To obtain stable, high-yield, and predictable E. coli production hosts, engineered producer strains must focus on reducing metabolic load and genetic escape. Attempts to reduce process instability caused by metabolic burden have been made on both the genetic and bioprocessing levels. The metabolic burden and increased selection pressure can be reduced by decoupling growth and production in cascading chemostat cultivations with two bioreactors.[6] Genetic escape can be reduced by removing insertion elements (IS), and by deleting recA or error-prone DNA polymerase genes.[16] Another promising strategy uses the directed evolution approach combined with fluorescence-activated cell sorting to select cells with a lower plasmid mutation rate.[17]
In previous studies, we showed that genomic integration of the GOI under the control of the strong T7 promoter reduces the metabolic burden because plasmid-mediated metabolic load is eliminated, and strong expression has been shown from even a single copy of the GOI. However, after approximately seven doublings under production conditions, mutations in the T7RNAP gene lead to a faster growing non-producing cell population. This phenomenon can be excluded in systems using the host RNAP-specific A1 promoter because full functionality of the host RNAP is required for cell growth.[18]
In combination with a directed evolution approach, this would allow characterization of mutated production hosts, which have adapted themselves to the metabolic load triggered by recombinant protein production and could potentially enable continuous protein production. Moreover, a directed evolution approach can circumvent the complexity of the process of biogenesis and its adverse effects on the host cell.[19-21]
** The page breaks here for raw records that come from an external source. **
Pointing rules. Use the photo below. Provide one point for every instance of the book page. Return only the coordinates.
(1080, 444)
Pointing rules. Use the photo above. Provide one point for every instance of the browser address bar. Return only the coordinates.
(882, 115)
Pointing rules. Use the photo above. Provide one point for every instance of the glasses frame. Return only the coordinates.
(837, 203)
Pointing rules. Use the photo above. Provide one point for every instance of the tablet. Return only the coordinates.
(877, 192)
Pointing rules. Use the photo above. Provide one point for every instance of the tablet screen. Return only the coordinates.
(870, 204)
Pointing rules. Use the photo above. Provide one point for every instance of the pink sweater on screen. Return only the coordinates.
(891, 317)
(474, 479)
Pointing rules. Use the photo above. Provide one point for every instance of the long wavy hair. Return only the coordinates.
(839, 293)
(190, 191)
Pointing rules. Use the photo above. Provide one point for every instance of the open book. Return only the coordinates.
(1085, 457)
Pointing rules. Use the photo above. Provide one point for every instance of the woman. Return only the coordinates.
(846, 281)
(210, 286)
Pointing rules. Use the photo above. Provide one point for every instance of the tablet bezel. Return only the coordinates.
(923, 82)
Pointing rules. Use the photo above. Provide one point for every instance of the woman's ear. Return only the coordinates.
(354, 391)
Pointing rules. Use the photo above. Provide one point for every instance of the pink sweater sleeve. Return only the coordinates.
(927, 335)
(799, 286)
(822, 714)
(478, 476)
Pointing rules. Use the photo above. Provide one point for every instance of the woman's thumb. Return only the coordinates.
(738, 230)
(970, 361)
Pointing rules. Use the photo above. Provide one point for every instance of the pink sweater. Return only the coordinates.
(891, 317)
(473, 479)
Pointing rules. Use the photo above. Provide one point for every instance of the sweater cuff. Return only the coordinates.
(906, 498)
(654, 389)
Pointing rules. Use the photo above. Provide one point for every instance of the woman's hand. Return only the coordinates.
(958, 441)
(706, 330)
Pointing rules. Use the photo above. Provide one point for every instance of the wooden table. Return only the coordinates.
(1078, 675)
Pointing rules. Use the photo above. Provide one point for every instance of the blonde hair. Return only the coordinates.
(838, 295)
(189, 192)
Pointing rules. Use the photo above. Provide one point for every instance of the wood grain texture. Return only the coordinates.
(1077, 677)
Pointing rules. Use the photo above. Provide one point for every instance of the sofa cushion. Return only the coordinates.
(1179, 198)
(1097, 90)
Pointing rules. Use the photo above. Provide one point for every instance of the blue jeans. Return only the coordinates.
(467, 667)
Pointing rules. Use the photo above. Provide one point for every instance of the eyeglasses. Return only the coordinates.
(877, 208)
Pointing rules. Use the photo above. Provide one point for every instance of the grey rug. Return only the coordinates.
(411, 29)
For example, in the study by Walker et al. [22], derivatives of BL21(DE3) were adapted by directed evolution to produce cell membrane proteins that are toxic to host cells. These strains are currently widely used for production of a variety of membrane proteins and toxic proteins.
In the present study, we performed iterated carbon-limited fed-batch-like microbioreactor cultivations under production conditions. The goal was to investigate whether and how long-term metabolic load triggered by the production of recombinant proteins influences the characteristics of mutations occurring in different genome-integratedE. coli production systems.[23, 24] We compared the host RNAP-dependent BL21Q A1 expression system (BQ<A1>) [18] with the T7-based BL21(DE3) expression system (B3<T7>). To study mutation characteristics based on the protein of interest (POI), we used the easy-to-produce protein GFPmut3.1 and the challenging protein Fab fragment dFTN2 as model proteins. To investigate the underlying mutations in the different clones in more detail, we performed comparative whole genome sequencing analyses. We also performed long-term chemostat cultivations in lab-scale bioreactors with the above-mentioned clones and additional robust production strains obtained by the directed evolution approach.